The IG did not refer the case to prosecutors for further action against Flores. The report found he subcontracted work to Hector Rene Fonseca, a former Colombian military official, for Aspen SystemslLockheed Martin and later DB Consulting on anti-gang programs from November 2004 to July 2007. The report, however, said Flores broke rules when he only considered Fonseca for a position primarily because of his work on the faith-based group Samaritan’s Purse.
“The position was not open to competition and there was no justification for Fonseca being considered as a ’sole source’ uniquely qualified for the position,” the report said. “Indeed, an earlier request by Flores to hire Fonseca directly as the ’sole source’ was denied by the Office of the [Assistant Attorny General] for [Office of Justice Programs].”
Fonseca was tasked with such responsibilities as conference planning, writing and editing while he was subcontracted.

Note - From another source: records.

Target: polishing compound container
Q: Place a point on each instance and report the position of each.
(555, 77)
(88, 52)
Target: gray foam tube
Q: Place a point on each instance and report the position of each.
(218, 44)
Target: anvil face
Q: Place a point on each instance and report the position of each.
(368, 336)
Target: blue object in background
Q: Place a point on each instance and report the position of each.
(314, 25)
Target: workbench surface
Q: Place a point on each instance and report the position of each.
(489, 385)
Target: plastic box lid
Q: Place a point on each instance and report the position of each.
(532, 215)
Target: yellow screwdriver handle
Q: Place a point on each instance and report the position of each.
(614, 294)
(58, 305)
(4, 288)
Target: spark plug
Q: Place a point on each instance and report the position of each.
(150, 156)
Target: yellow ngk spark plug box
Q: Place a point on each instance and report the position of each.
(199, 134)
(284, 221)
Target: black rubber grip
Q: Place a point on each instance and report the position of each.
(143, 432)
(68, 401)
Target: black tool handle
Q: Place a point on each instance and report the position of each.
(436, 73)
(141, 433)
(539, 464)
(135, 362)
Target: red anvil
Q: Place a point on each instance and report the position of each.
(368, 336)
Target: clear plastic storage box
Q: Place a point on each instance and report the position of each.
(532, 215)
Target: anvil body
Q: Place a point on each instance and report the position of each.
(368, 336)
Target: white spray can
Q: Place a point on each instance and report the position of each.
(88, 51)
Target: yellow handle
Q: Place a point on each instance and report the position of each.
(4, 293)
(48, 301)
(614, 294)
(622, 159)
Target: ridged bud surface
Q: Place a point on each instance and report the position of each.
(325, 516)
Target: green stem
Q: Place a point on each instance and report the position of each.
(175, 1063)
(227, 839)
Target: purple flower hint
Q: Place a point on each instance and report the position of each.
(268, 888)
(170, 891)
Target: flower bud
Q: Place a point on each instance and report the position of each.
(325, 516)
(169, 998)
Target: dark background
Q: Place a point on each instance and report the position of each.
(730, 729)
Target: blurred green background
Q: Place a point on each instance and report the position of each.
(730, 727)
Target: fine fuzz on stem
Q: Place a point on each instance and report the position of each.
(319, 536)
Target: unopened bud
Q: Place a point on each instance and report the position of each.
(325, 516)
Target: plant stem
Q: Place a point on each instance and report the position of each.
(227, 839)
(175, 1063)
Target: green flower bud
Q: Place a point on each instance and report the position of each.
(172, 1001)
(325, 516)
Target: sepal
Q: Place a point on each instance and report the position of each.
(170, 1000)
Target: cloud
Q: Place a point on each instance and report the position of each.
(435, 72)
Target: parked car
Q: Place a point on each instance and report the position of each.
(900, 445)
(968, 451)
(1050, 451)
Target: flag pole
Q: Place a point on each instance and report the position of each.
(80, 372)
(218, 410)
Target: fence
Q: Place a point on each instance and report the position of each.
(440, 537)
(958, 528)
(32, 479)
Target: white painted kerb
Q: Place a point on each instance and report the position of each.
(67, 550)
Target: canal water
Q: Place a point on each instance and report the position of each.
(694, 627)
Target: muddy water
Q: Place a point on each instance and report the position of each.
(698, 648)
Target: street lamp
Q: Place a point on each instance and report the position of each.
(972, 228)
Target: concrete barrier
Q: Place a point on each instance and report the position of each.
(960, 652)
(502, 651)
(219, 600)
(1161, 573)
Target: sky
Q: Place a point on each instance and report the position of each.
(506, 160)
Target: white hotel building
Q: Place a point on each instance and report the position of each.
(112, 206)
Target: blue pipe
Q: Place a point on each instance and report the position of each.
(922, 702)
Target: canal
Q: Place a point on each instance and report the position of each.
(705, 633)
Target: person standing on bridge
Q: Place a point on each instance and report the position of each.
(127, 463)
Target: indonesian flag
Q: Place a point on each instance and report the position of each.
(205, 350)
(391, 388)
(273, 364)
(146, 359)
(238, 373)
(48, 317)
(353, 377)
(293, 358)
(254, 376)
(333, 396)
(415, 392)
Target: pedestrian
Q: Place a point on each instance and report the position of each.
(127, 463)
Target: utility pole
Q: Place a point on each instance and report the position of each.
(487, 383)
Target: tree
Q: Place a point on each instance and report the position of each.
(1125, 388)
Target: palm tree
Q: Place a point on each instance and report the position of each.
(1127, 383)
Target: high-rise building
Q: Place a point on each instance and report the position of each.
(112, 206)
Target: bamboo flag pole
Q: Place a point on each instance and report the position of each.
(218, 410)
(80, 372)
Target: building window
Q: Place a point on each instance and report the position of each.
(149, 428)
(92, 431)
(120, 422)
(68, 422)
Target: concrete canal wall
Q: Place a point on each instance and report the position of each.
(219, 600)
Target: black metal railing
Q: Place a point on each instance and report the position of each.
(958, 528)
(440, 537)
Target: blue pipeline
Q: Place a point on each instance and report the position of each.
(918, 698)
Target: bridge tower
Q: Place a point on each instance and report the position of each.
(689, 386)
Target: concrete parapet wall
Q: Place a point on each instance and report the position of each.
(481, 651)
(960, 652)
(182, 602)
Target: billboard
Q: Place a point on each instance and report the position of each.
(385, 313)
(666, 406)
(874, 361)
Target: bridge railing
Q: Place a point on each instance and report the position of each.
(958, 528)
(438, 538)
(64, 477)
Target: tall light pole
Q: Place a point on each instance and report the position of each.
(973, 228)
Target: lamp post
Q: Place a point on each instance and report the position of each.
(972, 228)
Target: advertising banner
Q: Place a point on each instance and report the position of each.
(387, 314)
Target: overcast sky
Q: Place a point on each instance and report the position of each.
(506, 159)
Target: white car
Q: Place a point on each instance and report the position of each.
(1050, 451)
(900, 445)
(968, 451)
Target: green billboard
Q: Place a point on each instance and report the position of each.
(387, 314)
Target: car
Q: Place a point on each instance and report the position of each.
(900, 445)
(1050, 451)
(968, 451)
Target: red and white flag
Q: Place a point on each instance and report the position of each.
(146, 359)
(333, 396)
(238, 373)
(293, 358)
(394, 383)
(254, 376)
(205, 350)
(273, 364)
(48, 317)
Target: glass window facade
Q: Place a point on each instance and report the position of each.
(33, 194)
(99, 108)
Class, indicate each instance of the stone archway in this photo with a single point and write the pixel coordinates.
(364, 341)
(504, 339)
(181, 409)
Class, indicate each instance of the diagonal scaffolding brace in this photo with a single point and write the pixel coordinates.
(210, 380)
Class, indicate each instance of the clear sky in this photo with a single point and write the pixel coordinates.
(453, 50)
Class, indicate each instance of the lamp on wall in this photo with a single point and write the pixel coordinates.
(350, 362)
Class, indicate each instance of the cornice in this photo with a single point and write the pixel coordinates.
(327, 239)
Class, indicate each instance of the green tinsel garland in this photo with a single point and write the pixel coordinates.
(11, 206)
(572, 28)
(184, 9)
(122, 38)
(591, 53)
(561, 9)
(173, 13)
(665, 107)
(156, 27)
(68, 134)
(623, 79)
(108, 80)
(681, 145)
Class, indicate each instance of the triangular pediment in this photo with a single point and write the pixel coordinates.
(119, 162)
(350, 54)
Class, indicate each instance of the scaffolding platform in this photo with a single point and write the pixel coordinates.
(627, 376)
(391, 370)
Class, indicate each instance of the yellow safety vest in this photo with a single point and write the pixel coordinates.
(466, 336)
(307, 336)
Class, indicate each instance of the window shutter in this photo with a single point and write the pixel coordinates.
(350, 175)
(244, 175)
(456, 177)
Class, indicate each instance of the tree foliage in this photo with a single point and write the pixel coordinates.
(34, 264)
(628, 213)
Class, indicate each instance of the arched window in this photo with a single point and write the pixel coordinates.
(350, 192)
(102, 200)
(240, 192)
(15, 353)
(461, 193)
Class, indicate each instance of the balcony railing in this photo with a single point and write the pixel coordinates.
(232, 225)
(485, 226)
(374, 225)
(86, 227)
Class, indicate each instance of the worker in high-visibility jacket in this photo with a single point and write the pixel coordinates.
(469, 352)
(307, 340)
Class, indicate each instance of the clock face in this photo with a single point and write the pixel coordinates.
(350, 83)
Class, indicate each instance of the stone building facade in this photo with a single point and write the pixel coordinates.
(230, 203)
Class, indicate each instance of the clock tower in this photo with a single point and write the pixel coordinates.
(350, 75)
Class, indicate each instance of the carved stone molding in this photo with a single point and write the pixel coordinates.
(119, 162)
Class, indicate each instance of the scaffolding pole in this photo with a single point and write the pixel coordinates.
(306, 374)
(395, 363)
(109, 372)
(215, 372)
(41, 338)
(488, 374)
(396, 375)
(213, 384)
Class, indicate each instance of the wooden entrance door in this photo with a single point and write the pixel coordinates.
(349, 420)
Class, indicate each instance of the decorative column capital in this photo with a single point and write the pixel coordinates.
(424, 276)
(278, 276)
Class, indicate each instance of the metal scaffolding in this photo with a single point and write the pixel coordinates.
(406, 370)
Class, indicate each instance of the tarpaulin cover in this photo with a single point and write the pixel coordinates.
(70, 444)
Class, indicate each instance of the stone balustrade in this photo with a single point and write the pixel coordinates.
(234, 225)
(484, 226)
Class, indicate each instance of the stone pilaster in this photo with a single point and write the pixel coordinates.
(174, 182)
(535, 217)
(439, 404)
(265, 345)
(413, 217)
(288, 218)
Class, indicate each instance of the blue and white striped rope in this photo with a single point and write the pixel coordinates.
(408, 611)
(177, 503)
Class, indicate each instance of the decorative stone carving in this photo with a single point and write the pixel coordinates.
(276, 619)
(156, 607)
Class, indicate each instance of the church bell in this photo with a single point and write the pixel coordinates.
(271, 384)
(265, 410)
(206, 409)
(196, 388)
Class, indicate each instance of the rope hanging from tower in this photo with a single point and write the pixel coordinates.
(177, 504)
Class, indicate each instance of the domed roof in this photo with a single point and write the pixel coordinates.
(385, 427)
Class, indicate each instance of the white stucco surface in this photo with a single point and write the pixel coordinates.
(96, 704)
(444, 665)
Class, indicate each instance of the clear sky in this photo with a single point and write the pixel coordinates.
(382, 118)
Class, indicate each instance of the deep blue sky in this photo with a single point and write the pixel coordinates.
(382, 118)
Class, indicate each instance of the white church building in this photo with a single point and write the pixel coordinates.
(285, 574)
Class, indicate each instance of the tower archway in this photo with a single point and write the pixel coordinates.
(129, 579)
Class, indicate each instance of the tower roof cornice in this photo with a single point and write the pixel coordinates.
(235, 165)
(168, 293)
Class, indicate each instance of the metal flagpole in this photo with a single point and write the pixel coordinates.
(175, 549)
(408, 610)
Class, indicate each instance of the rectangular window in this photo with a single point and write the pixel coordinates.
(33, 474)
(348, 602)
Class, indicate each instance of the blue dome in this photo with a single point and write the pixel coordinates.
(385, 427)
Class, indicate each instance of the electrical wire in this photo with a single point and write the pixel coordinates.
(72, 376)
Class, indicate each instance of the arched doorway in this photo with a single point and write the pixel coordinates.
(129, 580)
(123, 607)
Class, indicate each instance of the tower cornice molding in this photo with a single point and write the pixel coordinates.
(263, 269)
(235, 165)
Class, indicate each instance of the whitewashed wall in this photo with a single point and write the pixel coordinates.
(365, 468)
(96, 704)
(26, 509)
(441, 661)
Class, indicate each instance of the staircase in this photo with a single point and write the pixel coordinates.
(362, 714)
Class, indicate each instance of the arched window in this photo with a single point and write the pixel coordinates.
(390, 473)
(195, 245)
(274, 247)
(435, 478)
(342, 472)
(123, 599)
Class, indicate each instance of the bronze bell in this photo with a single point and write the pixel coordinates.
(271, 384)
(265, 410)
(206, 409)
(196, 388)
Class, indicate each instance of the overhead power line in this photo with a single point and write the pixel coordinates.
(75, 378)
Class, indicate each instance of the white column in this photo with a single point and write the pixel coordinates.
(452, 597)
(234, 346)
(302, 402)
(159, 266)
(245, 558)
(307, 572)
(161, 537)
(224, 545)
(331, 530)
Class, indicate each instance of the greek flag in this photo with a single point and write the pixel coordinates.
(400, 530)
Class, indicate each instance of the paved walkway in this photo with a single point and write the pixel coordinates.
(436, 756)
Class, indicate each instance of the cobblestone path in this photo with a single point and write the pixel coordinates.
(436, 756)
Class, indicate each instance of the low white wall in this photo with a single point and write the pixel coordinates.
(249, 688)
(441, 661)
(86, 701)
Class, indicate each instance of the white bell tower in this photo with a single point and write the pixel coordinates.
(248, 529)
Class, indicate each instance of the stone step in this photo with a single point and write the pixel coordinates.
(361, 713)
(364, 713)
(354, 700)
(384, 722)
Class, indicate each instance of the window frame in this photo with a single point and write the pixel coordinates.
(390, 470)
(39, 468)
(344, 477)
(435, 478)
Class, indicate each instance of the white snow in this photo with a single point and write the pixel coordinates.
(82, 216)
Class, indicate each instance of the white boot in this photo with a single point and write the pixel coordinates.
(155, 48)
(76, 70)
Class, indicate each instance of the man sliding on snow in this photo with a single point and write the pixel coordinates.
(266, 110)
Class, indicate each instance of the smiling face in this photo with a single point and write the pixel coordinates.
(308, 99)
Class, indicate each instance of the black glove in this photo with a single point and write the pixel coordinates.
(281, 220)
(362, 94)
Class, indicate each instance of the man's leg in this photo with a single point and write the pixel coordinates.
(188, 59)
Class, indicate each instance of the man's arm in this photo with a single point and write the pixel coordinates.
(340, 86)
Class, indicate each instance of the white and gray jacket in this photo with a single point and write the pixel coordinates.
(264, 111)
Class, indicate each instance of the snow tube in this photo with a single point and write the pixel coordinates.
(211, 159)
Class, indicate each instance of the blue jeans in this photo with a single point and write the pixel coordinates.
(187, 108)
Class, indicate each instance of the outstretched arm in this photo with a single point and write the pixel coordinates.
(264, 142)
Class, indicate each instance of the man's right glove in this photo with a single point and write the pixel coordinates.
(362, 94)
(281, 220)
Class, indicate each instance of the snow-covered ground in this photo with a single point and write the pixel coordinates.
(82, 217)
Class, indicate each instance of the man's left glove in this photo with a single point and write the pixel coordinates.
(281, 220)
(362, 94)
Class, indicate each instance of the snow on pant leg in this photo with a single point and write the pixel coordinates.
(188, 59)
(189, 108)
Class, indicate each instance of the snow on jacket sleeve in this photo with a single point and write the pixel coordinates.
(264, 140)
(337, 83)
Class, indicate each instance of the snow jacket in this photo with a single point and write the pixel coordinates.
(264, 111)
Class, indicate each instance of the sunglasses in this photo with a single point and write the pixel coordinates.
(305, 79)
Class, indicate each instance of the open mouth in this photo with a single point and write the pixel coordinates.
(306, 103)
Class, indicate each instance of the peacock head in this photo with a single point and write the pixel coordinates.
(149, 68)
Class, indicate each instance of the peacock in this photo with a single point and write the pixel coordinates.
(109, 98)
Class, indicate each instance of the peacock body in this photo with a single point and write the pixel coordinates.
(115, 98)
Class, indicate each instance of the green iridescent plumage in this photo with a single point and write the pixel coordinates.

But witnesses interviewed by the IG said they “did not know what Fonseca did for OJJDP and could not point to any benefit to OJJDP programs from Fonseca’s work.”
The DOJ Inspector General found “documentation of Fonseca’s work was not sufficient,” but “Fonseca’s contract was [not] a misuse of OJJDP funds.”
“Flores told the OIG that he did not hire Fonseca to write great reports but rather for the work he could do to further the faith-based initiative,” the report said. “Flores added that he attributed any deficiencies in Fonseca’s reports to Fonseca’s possible difficulties with the English language.”
DOJ Inspector General also investigated the grants Flores and then-Assistant Attorney General for Justice Programs Regina Schofield gave to various organizations including the World Golf Foundation’s First Tee Initiative, which has connections to Republicans including former president George H. W. Bush, its honorary chair. The DOJ Inspector General, however, could not determine whether these grants were improperly awarded because there was little documentation regarding the award allocations.
“We were pleased that the OIG concluded its investigation without any further action to be taken with respect to Mr. Flores,” wrote Flores’s attorney Elliot S. Berke, in a letter to the DOJ Inspector General. “We were also pleased to learn that the majority of allegations were determined to be unsubstantiated.”